Bug 1102885

Summary: Storage node undeploy process should work with down nodes
Product: [Other] RHQ Project Reporter: John Sanda <jsanda>
Component: Core Server, Plugins, Storage NodeAssignee: Nobody <nobody>
Status: NEW --- QA Contact:
Severity: high Docs Contact:
Priority: unspecified    
Version: 4.10, 4.11CC: hrupp
Target Milestone: ---   
Target Release: ---   
Hardware: Unspecified   
OS: Unspecified   
Whiteboard:
Fixed In Version: Doc Type: Bug Fix
Doc Text:
Story Points: ---
Clone Of:
: 1102887 (view as bug list) Environment:
Last Closed: Type: Bug
Regression: --- Mount Type: ---
Documentation: --- CRM:
Verified Versions: Category: ---
oVirt Team: --- RHEL 7.3 requirements from Atomic Host:
Cloudforms Team: --- Target Upstream Version:
Embargoed:
Bug Depends On:    
Bug Blocks: 1102887    

Description John Sanda 2014-05-29 18:40:08 UTC
Description of problem:
The undeploy process does several things,

* Decommissions the node from the cluster such that
  * Its data is redistributed to other nodes 
  * Cluster nodes will no longer communicate with said node
* The node is shut down
* The rhq-storage and rhq-data directories are purged from disk
* The The storage node resource is removed from inventory
* The storage node entity, i.e., row in rhq_storage_node table, is deleted

If the node is down, the decommission operation fails and the undeploy process cannot complete.
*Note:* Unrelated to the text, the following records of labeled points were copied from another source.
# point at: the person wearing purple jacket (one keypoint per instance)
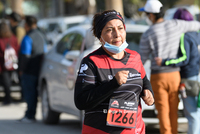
(188, 60)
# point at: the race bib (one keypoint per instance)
(122, 113)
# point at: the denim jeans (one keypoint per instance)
(192, 112)
(29, 86)
(6, 82)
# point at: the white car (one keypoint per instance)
(54, 27)
(60, 66)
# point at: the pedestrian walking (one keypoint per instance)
(111, 81)
(15, 20)
(188, 59)
(30, 59)
(8, 48)
(162, 40)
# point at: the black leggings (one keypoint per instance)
(6, 83)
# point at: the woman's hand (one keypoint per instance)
(158, 61)
(121, 77)
(148, 97)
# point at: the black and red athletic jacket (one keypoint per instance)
(96, 84)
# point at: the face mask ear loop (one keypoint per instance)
(103, 40)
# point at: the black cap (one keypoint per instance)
(15, 16)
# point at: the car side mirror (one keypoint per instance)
(72, 55)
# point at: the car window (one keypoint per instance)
(76, 43)
(133, 39)
(52, 27)
(64, 45)
(69, 42)
(72, 24)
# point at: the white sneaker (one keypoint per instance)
(26, 120)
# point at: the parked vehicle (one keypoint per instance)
(60, 66)
(54, 27)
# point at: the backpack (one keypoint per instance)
(10, 58)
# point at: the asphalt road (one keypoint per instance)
(68, 124)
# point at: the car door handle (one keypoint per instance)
(50, 67)
(64, 71)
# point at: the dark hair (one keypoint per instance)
(30, 20)
(100, 20)
(158, 15)
(183, 14)
(5, 30)
(15, 16)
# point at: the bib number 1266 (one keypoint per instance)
(121, 118)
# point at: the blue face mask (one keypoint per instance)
(115, 49)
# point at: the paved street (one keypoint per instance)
(68, 123)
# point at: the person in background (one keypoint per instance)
(18, 31)
(15, 20)
(30, 59)
(188, 59)
(6, 38)
(162, 40)
(111, 80)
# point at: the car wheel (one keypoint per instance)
(48, 116)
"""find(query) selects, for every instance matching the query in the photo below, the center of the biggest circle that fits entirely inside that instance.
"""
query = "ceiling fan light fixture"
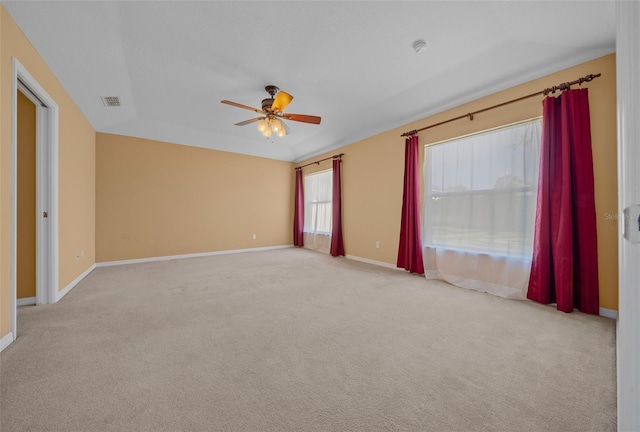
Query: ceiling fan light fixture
(276, 125)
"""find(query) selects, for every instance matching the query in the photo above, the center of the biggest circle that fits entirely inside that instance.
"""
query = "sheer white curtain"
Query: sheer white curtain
(479, 209)
(317, 210)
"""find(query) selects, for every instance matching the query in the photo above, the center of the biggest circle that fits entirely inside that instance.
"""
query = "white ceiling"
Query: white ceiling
(350, 62)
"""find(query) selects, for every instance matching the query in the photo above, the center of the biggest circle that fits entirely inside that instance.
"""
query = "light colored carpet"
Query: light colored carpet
(294, 340)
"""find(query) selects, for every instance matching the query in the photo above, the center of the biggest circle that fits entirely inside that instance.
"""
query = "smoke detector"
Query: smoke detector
(419, 46)
(110, 100)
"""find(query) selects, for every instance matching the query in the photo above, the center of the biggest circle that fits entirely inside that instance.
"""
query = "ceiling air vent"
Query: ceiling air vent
(110, 100)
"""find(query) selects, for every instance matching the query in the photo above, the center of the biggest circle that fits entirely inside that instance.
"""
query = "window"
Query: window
(317, 202)
(481, 191)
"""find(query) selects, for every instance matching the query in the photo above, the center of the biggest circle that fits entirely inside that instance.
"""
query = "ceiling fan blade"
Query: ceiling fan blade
(241, 106)
(249, 121)
(302, 118)
(281, 101)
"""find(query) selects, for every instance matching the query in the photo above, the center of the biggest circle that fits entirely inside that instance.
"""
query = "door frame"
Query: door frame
(47, 126)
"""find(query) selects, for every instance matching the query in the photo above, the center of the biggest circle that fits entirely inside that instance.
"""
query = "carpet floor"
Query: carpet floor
(294, 340)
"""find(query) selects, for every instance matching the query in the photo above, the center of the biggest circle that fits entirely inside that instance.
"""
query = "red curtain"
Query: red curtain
(337, 245)
(565, 257)
(410, 248)
(298, 212)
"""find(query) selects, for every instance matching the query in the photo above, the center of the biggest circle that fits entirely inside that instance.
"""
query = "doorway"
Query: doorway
(26, 199)
(42, 261)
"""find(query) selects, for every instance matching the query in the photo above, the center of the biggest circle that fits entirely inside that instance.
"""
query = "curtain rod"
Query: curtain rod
(321, 160)
(561, 87)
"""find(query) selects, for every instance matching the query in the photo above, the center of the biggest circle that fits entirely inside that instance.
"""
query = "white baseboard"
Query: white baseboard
(196, 255)
(609, 313)
(6, 341)
(374, 262)
(73, 283)
(27, 301)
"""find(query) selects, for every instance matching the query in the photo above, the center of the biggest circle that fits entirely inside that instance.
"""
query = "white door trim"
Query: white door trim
(628, 101)
(47, 118)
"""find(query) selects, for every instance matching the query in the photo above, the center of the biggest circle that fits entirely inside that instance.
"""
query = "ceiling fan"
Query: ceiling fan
(272, 113)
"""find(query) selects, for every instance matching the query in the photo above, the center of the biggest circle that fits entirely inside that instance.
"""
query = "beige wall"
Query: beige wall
(373, 168)
(76, 165)
(159, 199)
(26, 248)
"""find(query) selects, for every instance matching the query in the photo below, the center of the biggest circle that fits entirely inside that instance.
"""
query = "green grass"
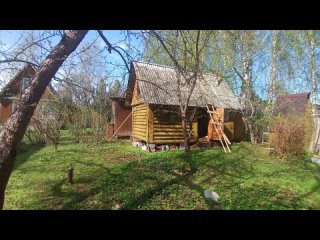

The very reason for wanting to undeploy the node in the first place may be because the node is down. 

I have also seen users do the following when they want to get rid of a storage node,

1. Stop the storage node
2. Remove the storage node resource from inventory
3. (Optionally) Delete the rhq-storage directory

Once again, we cannot decommission the node and so the undeploy process cannot complete. The decommission operation has to be run on the node being removed. If we cannot do that, then we should fall back to calling StorageServiceMBean.removeNode(String hostIdString) from a running node. It can be called on any node in the cluster. If the removeNode() operation fails, then we fall back to StorageServiceMBean.forceRemoveCompletion() as a last resort.


Version-Release number of selected component (if applicable):


How reproducible:


Steps to Reproduce:
1.
2.
3.

Actual results:


Expected results:


Additional info: